Morgan Stanley has reached $2.6bn settlement with US Department of Justice

Morgan Stanley drew a line under claims that it mis-sold mortgage-backed securities in the run-up to the financial crisis, as the bank has reached a $2.6 billion settlement with the US Department of Justice.
The investment bank had been among six big banks charged with mis-selling by the Department of Justice. JPMorgan Chase was the first to settle, for $13bn in November 2013, since it inherited large mortgage origination and securitisation
businesses through its acquisitions of Washington Mutual and Bear
Stearns, respectively.
Then, last summer Citigroup paid $7bn to resolve its case, wiping out almost all of its second-quarter profits, followed by Bank of America, whose penalty of $17bn reflected the huge exposures it assumed in the takeovers of Countrywide and Merrill Lynch.

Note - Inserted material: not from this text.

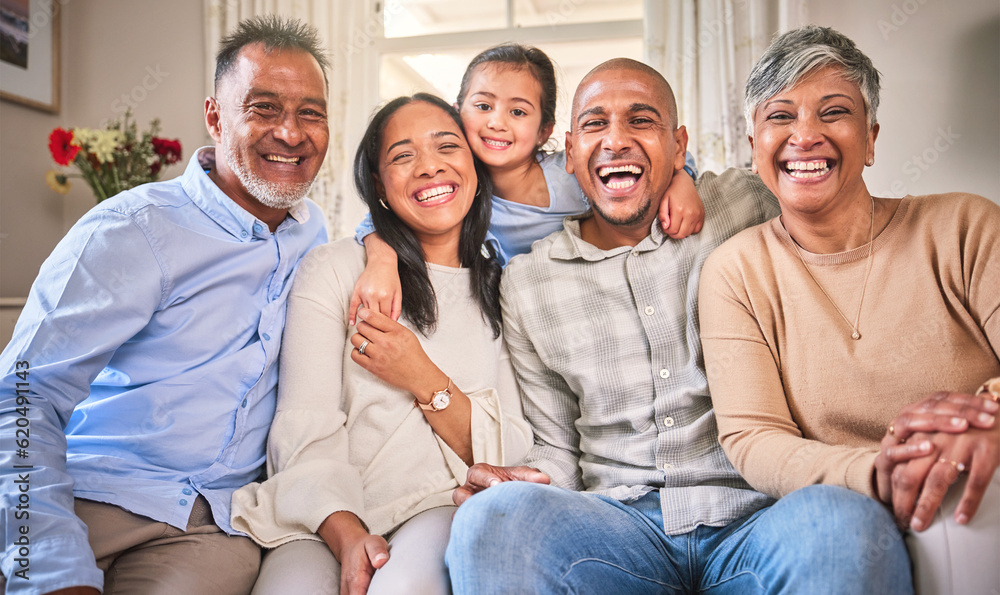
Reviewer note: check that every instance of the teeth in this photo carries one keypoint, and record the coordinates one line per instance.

Wednesday’s settlement brings the total mortgage-related penalties wrung out of the big banks by the DoJ to about $40bn, says the Financial Times.
Last
August Goldman Sachs paid $1.2bn to resolve a related action from a different US
government agency, the Federal Housing Finance Agency. It said the body
had sold $11.1bn of MBS to Fannie Mae and Freddie Mac, the state-backed mortgage finance agencies.
The settlement between Morgan
Stanley and DoJ that it is taking an additional charge of
$2.8bn for legal reserves related to mortgage cases, cutting its
net income from last year by $2.7bn, or $1.35 per share, according to a filing with the
Securities and Exchange Commission on Wednesday. As the Financial Times reports, the DoJ has used the proceeds of previous settlements for consumer relief,
in the form of modifications of existing mortgages or refinancing.
Since Morgan Stanley is an investment bank, it cannot easily assist cash-strapped homeowners, thus its settlement may end up financing new construction.